At the same time (apart from when I was detained under the Mental Health Act (passed in 1983) or sectioned), I was told directly that it was my choice or my decision to end my life. This was a profoundly unhelpful message, which I felt validated the decision to die. It was clearly not the intention of the clinicians that their words should be interpreted in this way.
It seemed as though I had total freedom of choice over whether to live or die but no choice about the kind of psychiatric care I received, or the services I could access. These were just some of the aspects of psychiatric care which made engagement difficult for me. It became clear to me that there was a need for a different kind of crisis care one which would involve using different techniques and strategies from those of the crisis team. We would also interact and communicate with clients in an entirely different way. Furthermore, we would alter the power balance between professional and client, empowering and giving autonomy to the client but actively intervening to keep them safe when they were in crisis, whether or not they had the mental capacity to make decisions. Our focus would be on working tenaciously to help them stay alive throughout the time that they were under our services.
Instead of maintaining clinical distance, we would openly care for our clients, recognising the power of kindness and care in reaching a person at the point of suicide. We would demonstrate that caring for clients is not incompatible with a professional relationship which has clear boundaries. We would find ways to reach people who were off the radar of other services; people who other services were describing as hard to reach. We would engage people who were described as difficult to engage.
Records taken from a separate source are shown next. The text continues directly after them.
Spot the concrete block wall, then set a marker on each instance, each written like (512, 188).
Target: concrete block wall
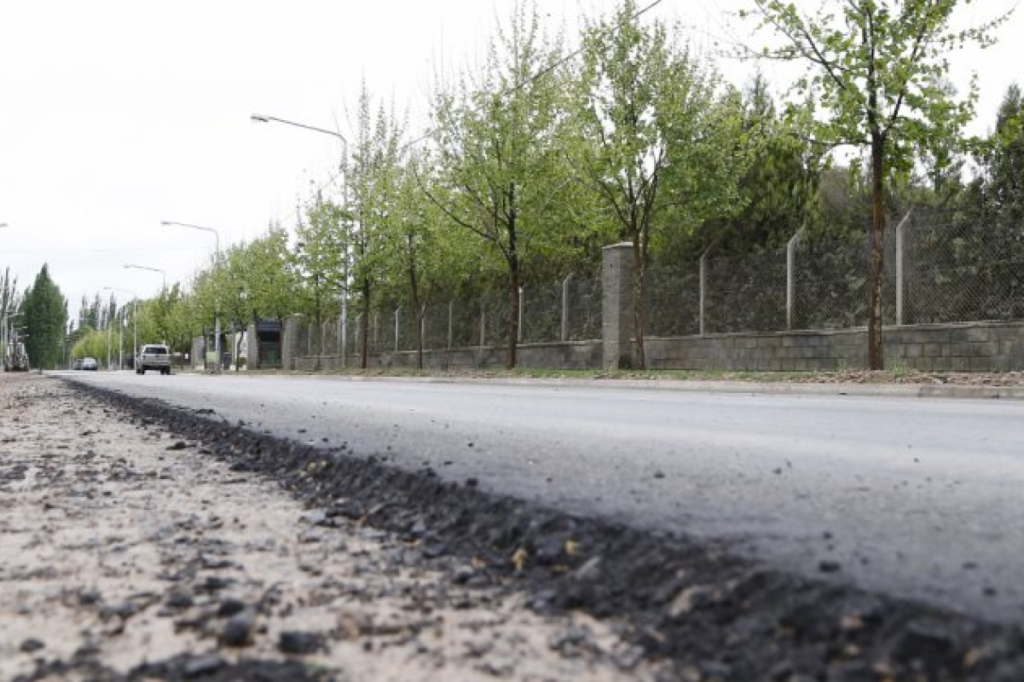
(964, 347)
(961, 347)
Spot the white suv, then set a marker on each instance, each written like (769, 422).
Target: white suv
(154, 356)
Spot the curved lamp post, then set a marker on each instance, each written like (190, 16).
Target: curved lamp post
(262, 118)
(134, 322)
(216, 298)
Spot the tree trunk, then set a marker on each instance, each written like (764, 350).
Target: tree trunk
(639, 271)
(365, 327)
(513, 322)
(876, 353)
(515, 280)
(318, 340)
(414, 286)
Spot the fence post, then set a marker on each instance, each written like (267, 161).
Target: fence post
(343, 345)
(791, 278)
(397, 313)
(702, 284)
(565, 307)
(359, 322)
(483, 324)
(519, 324)
(451, 315)
(616, 306)
(900, 292)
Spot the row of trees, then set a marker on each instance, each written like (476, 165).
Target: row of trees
(543, 156)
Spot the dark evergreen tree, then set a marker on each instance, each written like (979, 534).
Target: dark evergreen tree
(44, 313)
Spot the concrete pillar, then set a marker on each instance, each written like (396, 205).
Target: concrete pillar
(397, 313)
(565, 307)
(791, 279)
(704, 290)
(616, 305)
(252, 348)
(451, 326)
(199, 353)
(290, 342)
(900, 274)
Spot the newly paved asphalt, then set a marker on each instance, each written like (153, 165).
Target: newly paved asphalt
(919, 498)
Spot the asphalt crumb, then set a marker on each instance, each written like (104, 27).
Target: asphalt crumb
(691, 603)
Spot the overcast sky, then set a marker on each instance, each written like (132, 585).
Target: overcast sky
(116, 115)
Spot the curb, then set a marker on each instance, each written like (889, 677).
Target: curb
(948, 391)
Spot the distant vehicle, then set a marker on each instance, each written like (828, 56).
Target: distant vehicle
(15, 359)
(154, 356)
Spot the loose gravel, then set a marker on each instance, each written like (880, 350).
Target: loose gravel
(608, 599)
(126, 553)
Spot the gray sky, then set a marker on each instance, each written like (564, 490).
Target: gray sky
(116, 115)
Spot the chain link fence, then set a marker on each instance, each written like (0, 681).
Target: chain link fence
(584, 304)
(672, 299)
(744, 293)
(939, 267)
(961, 269)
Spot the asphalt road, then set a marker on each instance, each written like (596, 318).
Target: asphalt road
(916, 498)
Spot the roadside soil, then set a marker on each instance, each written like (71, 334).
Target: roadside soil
(896, 377)
(241, 555)
(126, 552)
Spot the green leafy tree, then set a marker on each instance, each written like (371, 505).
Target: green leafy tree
(659, 144)
(1004, 165)
(877, 72)
(44, 311)
(9, 301)
(321, 257)
(501, 163)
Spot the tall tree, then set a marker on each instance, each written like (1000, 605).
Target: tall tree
(1004, 165)
(497, 137)
(44, 313)
(659, 140)
(878, 70)
(9, 302)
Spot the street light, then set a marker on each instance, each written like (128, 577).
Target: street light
(132, 266)
(262, 118)
(134, 322)
(216, 296)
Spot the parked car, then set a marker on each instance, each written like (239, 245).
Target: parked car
(154, 356)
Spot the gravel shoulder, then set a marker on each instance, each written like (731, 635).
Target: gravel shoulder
(247, 556)
(126, 552)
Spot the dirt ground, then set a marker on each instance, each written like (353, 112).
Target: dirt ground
(127, 553)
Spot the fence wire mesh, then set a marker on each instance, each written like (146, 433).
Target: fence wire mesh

Having identified that there were sometimes gaps in the current mental health system through which people could fall, we would seek to eradicate them, creating a safety net around our clients which would keep them safe. Importantly, we would respond to a crisis wherever it occurred. Throughout all this, the lived experience perspective would remain at the heart of our work.
Ultimately, it was not just my own experience of suicidal crisis which influenced the way we work at the Suicide Crisis Centre. It was also the experiences of our first few clients, who helped shape the services we now provide. In assessing their individual needs, it became clear that we would have to adapt our services, and provide additional ones, to ensure that we met their needs and to ensure that they survived.
My lived experience has an enduring impact on my work. Although formal training has been vital, my own experience has given me a depth and breadth of knowledge which I draw upon regularly. It also gives me a profound empathy with our clients experiences, and a deep understanding of what it is like to be in crisis.